The units tested are the same as those tested in the prototype (see above) and run on two test ZIMs. The specific tests are:
* mounting a test archive in each of the four libzim builds;
* checking the reported article count;
* loading an article;
* searching.
Tests are run in Chromium browser context (needed in order to test WORKERFS) rather than purely in Node, so they are based on automation of the
prototype, and are available in `/tests/prototype`.

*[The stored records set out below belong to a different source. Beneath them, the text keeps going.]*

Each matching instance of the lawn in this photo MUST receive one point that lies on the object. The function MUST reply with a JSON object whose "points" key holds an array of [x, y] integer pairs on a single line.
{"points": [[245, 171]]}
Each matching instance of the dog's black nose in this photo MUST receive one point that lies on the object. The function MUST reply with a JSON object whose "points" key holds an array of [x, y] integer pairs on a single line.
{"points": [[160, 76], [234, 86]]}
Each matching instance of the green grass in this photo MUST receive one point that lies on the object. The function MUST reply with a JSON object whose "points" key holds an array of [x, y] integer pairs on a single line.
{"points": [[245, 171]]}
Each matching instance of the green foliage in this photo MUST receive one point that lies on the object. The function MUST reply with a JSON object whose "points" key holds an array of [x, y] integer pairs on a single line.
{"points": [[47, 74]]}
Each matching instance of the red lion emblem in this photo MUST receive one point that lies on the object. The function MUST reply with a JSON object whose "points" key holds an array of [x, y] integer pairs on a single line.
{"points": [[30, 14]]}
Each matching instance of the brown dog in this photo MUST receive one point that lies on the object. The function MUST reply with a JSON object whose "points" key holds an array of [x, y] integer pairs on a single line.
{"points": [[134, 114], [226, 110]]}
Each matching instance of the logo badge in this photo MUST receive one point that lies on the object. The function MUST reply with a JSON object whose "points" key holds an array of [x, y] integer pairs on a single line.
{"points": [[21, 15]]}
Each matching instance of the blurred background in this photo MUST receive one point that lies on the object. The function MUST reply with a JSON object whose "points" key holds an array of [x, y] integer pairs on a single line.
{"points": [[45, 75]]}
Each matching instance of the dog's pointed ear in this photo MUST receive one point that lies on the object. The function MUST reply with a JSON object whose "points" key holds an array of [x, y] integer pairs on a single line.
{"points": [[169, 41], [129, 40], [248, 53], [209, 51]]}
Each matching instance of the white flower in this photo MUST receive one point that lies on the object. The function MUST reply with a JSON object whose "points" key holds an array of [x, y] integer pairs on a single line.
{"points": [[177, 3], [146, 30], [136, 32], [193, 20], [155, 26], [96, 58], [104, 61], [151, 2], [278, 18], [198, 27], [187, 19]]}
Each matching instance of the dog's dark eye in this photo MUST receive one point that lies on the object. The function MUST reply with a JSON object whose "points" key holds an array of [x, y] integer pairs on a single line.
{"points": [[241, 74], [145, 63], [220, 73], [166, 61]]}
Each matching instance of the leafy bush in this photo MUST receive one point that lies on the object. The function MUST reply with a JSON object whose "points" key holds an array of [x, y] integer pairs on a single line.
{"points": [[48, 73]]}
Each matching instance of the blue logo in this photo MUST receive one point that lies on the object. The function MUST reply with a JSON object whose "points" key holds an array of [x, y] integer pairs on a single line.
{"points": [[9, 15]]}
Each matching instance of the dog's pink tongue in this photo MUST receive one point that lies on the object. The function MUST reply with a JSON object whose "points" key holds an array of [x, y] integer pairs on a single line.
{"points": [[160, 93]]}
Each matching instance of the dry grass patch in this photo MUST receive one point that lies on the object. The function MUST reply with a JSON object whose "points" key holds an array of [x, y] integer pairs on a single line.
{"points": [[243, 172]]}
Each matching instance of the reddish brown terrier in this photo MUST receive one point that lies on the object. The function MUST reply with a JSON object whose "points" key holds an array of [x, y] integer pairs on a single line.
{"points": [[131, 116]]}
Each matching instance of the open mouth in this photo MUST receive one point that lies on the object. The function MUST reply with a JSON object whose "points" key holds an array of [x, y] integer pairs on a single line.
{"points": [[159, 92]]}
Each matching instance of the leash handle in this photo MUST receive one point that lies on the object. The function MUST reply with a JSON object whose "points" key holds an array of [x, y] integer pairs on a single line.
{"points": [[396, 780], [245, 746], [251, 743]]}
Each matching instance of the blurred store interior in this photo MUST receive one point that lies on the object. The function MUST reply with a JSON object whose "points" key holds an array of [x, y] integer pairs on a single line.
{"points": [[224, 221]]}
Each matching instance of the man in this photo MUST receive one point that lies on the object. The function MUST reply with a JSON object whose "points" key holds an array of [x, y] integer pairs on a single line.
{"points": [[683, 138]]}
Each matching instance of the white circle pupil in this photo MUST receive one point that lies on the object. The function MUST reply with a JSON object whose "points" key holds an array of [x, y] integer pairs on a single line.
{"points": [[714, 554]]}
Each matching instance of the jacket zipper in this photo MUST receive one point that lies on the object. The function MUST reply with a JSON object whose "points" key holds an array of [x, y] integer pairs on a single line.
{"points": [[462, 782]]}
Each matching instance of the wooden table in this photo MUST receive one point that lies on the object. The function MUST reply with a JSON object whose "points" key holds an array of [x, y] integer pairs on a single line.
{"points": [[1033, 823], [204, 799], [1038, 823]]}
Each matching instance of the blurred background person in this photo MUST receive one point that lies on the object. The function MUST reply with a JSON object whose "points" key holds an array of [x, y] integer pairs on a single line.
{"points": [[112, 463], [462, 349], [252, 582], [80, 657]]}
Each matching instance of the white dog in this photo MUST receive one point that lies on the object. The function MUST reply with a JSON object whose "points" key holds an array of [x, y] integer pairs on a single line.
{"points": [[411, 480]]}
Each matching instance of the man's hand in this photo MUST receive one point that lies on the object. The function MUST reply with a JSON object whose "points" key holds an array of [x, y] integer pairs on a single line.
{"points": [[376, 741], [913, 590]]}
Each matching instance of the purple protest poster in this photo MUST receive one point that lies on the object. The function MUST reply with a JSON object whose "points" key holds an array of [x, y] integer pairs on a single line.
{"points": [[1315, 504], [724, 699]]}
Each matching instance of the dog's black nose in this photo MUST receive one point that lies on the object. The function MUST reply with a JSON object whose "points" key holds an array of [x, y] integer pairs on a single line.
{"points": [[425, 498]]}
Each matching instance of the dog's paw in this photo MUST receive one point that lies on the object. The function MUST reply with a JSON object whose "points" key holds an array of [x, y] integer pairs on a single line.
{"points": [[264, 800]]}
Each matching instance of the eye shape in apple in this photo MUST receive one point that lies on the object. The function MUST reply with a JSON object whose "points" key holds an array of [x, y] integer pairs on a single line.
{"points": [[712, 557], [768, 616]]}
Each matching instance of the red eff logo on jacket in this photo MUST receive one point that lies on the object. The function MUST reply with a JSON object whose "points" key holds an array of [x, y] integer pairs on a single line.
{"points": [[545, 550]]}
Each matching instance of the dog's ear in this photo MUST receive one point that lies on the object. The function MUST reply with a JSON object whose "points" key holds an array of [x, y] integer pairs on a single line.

To run tests manually, replace the six `libzim-[w]asm.*.*` files in `tests/prototype` with the versions you wish to test (this is done automatically
if you build using the provided Makefile) and then run the following commands from the root of this Repository:
```
npm install
npm test
```
If you want to test certain build files you can start the server via `npx http-server --port 8080` and then visit `http://127.0.0.1:8080/tests/prototype/index.html?worker=libzim-[w]asm.*.*`.
To run tests in a different browser, copy and adapt the test runner `chromium.e2e.runner.js`. Run it manually like so:
`npx start-server-and-test 'http-server --silent' 8080 'npx mocha ./tests/prototype/chromium.e2e.runner.js'`
## Licence
[GPLv3](https://www.gnu.org/licenses/gpl-3.0) or later, see
[LICENCE](LICENSE) for more details.